RAG Retrieval Enhancement

• Document Processing: Parse multi-format documents → text chunking → embedding generation → index construction;
• Retrieval Flow: Query embedding → similarity search → reordering → context construction;
• Generation Enhancement: Inject retrieved context to reduce LLM hallucinations.

Performance Optimization

• GPU Memory Optimization: INT8/INT4 quantization, gradient checkpointing, paged attention;
• Batch Processing Optimization: Dynamic batching, continuous batching, request bucketing;
• Asynchronous Architecture: Non-blocking IO, coroutine scheduling, streaming response;
• Cache Strategies: Prefix matching cache, semantic cache, multi-level cache.

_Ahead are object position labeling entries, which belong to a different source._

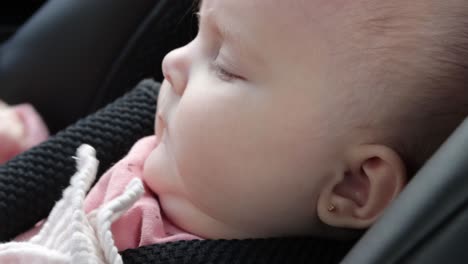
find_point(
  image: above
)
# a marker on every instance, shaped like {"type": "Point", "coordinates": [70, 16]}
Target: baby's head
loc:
{"type": "Point", "coordinates": [304, 117]}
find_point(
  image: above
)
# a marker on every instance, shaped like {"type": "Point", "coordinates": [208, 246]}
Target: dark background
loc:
{"type": "Point", "coordinates": [14, 13]}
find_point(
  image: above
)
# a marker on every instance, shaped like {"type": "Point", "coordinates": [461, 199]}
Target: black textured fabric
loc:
{"type": "Point", "coordinates": [264, 251]}
{"type": "Point", "coordinates": [32, 182]}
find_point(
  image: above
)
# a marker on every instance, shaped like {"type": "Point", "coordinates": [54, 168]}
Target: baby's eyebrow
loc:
{"type": "Point", "coordinates": [233, 39]}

Real Environment Verification Results

Test Configuration

• Model: Llama 3.2 1B;
• GPU: NVIDIA RTX A6000 (48GB VRAM);
• Concurrent users: 1000+;
• Scenarios: Q&A, code generation, text summarization.

Performance Metrics

• Throughput: Hundreds of requests per second;
• Latency: Average second-level response;
• Success rate: 99.9%+;
• GPU utilization: 80%+.

The verification results prove the effectiveness of the architecture and provide confidence for production deployment.

Deployment, Operation, and Scalability

Deployment and Operation

• Containerization: Docker configuration (CUDA base image, multi-stage build, environment variable injection);
• K8s Orchestration: Deployment for replica management, Service for load balancing, HPA for auto-scaling, Ingress for unified entry;
• Monitoring and Alerting: Prometheus metrics, Grafana visualization, ELK log aggregation, anomaly alerts.

Scalability

• Model Hot Update: Parallel deployment → gray switch → full switch → old version offline;
• Multi-Model Support: Parallel deployment of multiple models, automatic request routing, resource sharing and isolation;
• Cross-Region Deployment: Multi-region clusters, intelligent traffic scheduling, cross-region failover.

Practical Experience, Summary, and Outlook

Practical Experience

• Key Decisions: Async-first, layered decoupling, intelligent load balancing, comprehensive fault tolerance;
• Common Pitfalls: Over-batching, cache invalidation, resource contention, monitoring blind spots;
• Optimization Suggestions: Tune batch processing parameters, establish benchmark tests, pay attention to cold start and long-tail latency, reserve resources for sudden surges.

Summary and Outlook

This project has implemented a distributed LLM inference system supporting thousand-level concurrency, providing practical references for production deployment. As LLM scales and application scenarios expand, distributed inference technology will become more important, and the value of open-source projects will stand out.